Good morning! It’s Thursday already, which means two things: It’s my day off (Thank God), and I’m linking up with Amanda to share some of my most recent and random thoughts with you.
Last week, I realized that I have had the tattoo that inspired the name of this blog for one year. I had it done with my cousin in Chicago last May, when I ventured out to the Midwest to visit college friends.
I had been thinking of getting a tattoo to commemorate my transformative study abroad experience since returning from my semester in Senegal, but I had not yet decided on a design. Last Spring, I decided that I also wanted to incorporate my recovery experience into the tattoo, and I started thinking about how I could tie the two together. After some contemplation, I wound up with this:
The tattoo is the outline of a baobab tree, native to Africa, with the phrase “loved and worthy of love” written in French underneath it.
My initial inspiration for the tattoo, the baobab, is a reflection of the attitude toward life that I experienced in Senegal. While I was there, I learned that the first President of Senegal wanted the country to be deeply rooted, but open when it gained its independence from France. I took hold of that expression when I heard it initially, and it certainly summarizes the people and culture that I learned to love while I was there. The Senegalese people that I encountered were deeply rooted in tradition, yet open and welcoming with boundless hospitality. This attitude of acceptance struck me as one I wanted to carry into my own life, and the baobab, with its deep roots and expansive limbs, served as the perfect symbol of it.

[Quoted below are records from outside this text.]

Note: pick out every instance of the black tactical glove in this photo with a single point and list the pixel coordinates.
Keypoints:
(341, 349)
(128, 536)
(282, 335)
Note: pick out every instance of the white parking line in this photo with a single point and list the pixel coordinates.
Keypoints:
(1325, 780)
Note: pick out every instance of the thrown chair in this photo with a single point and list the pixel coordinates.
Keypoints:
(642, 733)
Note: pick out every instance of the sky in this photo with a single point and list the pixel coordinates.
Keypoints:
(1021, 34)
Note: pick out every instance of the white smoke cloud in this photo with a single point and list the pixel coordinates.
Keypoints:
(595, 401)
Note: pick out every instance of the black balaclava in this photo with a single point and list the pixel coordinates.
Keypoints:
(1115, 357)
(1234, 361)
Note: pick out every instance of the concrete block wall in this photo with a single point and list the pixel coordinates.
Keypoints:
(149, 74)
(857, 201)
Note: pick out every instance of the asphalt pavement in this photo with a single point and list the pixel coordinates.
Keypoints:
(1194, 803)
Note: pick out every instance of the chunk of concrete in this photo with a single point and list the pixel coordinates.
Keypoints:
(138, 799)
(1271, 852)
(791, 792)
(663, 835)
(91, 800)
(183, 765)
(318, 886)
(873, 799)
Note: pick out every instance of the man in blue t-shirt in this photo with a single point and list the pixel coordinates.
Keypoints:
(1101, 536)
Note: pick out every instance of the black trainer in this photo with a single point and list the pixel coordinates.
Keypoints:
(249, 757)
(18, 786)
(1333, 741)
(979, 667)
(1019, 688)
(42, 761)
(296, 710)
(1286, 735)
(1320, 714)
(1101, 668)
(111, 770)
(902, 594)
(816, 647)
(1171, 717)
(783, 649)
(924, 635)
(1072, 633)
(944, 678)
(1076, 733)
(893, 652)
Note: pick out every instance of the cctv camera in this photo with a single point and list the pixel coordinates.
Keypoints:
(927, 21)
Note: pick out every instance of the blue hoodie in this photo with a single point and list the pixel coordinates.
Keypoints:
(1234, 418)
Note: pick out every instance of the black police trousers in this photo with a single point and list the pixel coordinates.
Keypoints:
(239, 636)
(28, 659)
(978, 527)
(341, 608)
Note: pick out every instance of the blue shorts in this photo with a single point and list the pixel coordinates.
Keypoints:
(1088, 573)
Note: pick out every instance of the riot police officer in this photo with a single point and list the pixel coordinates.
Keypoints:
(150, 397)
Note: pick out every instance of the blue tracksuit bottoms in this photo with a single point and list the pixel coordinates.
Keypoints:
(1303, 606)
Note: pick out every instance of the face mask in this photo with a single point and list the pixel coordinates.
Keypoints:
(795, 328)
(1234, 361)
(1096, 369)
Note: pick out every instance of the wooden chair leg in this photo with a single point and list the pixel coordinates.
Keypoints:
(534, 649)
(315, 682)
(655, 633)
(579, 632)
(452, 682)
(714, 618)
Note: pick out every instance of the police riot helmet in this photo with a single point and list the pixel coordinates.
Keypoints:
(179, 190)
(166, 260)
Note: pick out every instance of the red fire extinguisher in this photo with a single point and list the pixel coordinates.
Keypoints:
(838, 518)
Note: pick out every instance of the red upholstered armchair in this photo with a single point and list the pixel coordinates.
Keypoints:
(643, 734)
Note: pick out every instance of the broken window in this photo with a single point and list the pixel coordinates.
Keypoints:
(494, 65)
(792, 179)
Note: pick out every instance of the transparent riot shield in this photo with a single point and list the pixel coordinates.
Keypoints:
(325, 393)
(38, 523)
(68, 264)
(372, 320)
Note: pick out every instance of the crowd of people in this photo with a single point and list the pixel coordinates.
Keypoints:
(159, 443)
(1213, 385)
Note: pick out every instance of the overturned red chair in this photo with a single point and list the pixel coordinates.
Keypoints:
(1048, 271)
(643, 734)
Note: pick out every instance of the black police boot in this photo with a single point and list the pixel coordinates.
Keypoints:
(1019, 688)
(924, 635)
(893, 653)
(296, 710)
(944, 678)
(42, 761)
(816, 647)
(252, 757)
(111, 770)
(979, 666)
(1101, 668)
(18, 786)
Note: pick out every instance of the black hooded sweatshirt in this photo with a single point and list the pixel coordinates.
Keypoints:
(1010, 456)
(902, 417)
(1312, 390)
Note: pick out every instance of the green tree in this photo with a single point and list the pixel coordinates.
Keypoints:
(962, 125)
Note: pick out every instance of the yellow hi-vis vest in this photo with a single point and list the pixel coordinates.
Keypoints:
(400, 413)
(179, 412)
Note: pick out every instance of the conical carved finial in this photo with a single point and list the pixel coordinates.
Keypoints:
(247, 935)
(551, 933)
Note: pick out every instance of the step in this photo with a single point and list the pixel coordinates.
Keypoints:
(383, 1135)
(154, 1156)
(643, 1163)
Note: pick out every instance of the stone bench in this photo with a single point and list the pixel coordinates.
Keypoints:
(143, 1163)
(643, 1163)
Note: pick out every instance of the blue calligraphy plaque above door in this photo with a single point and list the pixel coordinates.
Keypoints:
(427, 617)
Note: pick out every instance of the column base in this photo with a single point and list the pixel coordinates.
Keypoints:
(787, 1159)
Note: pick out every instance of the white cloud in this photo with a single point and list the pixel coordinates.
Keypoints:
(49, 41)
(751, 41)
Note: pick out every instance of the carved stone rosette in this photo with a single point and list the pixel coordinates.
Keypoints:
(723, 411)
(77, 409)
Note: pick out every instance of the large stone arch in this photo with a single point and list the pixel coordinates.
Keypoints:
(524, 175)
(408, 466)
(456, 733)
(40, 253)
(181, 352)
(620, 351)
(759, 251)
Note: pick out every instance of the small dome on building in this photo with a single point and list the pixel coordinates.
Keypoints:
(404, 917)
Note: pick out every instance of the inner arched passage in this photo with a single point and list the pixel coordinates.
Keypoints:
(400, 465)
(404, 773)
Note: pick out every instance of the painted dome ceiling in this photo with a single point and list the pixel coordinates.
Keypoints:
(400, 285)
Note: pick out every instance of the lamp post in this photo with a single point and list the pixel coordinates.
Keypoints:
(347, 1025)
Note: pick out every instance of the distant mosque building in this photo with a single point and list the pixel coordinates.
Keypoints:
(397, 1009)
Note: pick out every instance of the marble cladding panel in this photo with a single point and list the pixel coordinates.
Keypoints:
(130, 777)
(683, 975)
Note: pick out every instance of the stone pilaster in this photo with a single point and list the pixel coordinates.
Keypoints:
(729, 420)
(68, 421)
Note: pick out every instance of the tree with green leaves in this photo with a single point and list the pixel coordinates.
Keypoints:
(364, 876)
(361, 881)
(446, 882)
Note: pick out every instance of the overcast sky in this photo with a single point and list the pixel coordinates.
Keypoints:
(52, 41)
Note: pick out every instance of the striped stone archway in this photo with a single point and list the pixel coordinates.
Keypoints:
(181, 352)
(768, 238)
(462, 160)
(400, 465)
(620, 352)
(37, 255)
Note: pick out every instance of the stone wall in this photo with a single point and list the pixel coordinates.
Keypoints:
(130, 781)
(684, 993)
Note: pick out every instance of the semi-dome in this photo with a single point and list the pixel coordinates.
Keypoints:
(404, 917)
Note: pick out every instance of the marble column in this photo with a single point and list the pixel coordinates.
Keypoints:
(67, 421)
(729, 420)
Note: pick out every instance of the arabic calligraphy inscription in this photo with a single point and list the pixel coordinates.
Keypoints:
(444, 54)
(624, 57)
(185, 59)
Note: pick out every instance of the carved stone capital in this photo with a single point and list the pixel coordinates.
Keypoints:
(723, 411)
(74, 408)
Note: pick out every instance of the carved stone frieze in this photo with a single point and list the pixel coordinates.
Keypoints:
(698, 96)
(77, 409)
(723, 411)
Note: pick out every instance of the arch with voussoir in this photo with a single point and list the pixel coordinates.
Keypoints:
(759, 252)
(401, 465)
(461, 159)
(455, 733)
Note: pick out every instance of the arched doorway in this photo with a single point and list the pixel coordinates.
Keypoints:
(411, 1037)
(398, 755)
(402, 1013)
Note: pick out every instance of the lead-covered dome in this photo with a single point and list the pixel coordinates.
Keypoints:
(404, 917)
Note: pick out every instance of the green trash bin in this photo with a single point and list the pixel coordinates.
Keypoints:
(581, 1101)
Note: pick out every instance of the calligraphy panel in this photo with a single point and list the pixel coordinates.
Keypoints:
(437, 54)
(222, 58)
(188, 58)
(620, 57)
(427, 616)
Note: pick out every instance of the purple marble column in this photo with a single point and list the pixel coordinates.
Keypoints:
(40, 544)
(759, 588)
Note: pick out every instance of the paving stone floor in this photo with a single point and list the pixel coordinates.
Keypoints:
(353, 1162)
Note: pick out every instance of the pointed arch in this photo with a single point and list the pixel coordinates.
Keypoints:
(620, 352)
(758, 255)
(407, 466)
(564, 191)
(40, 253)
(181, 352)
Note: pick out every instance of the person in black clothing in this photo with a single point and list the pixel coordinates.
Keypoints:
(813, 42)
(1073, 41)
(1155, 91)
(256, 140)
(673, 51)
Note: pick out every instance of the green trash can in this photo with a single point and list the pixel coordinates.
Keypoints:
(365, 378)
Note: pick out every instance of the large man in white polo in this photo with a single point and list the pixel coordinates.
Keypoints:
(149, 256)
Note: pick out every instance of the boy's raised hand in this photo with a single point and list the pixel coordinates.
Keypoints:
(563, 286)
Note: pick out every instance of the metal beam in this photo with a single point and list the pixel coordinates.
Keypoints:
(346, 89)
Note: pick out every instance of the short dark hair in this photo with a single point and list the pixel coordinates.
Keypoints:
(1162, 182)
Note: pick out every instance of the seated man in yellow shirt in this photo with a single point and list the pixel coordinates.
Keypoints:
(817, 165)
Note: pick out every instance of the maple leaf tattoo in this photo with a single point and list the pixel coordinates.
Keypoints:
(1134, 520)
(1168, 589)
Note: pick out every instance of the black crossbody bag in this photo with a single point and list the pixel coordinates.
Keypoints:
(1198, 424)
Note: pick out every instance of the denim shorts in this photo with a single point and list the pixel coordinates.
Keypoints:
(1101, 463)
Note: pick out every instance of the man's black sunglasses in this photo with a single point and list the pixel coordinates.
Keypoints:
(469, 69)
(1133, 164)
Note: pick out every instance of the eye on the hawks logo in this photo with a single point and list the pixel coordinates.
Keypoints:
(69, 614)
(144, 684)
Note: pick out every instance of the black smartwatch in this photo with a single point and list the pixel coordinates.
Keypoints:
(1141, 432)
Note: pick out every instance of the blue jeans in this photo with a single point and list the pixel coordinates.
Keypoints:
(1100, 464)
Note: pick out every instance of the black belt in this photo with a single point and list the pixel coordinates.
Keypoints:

As I started contemplating how to tie my baobab tattoo into my recovery experience, the connection actually seemed quite clear to me. The concept of being deeply rooted but open can easily apply to recovery. I see it as a way of honoring how my past has influenced me while acknowledging my eagerness for growth and potential for change. I also like the image of the baobab because baobab trees are…well…kind of ugly. Despite their lack of immediate visual appeal, these trees are considered immensely valuable to the people of Senegal, and they are quite fascinating. In addition to providing a food source, baobab roots extend far beyond the surface of the trees in complex systems that can connect to other trees. Their trunks are also hollow, providing shelter to a multitude of creatures. These trees are appreciated for qualities far beyond their aesthetic appeal and their is beauty in their purpose.
As for the phrase underneath the baobab, it was inspired by my dearest cousin, Hannah. More times than I can count, she has reminded me that I am loved and worthy of love, something that has never been easy for me to believe, especially not in the depths of anorexia. There has been no time in my life when I have felt more loved and inherently worthy of love than during my semester in Senegal. I was draped in love and acceptance by my Senegalese family, with whom I am still in touch. Somehow, in the three months that I spent in Senegal, the insecurities and feelings of worthlessness that I had carried for years were no longer quite as important. I felt more comfortable in my own skin, as my own person, than I have in my life. For these reasons, I decided that the phrase “loved and worthy of love” written in French would be the perfect complement to my baobab tree, and I wanted to have it written in my own, imperfect handwriting.
Looking back on the last year, I am struck by how meaningful my tattoo still is in my life. I have learned more about my roots and the things that have shaped me, yet I have been astounded by my own potential for growth. There was a time when I believed that I would never be able to give up calorie counting or weighing myself, a time when I felt imprisoned by workouts on an empty stomach and an ever-expanding list of rules. Over the last year, I have seen myself simultaneously extend my roots and my branches, growing into the thriving, passionate person that I want to be. Although it is still hard for me to remember my own value, I believe that I am slowly but surely learning that I am loved and worthy of love and my tattoo serves as a wonderful daily reminder.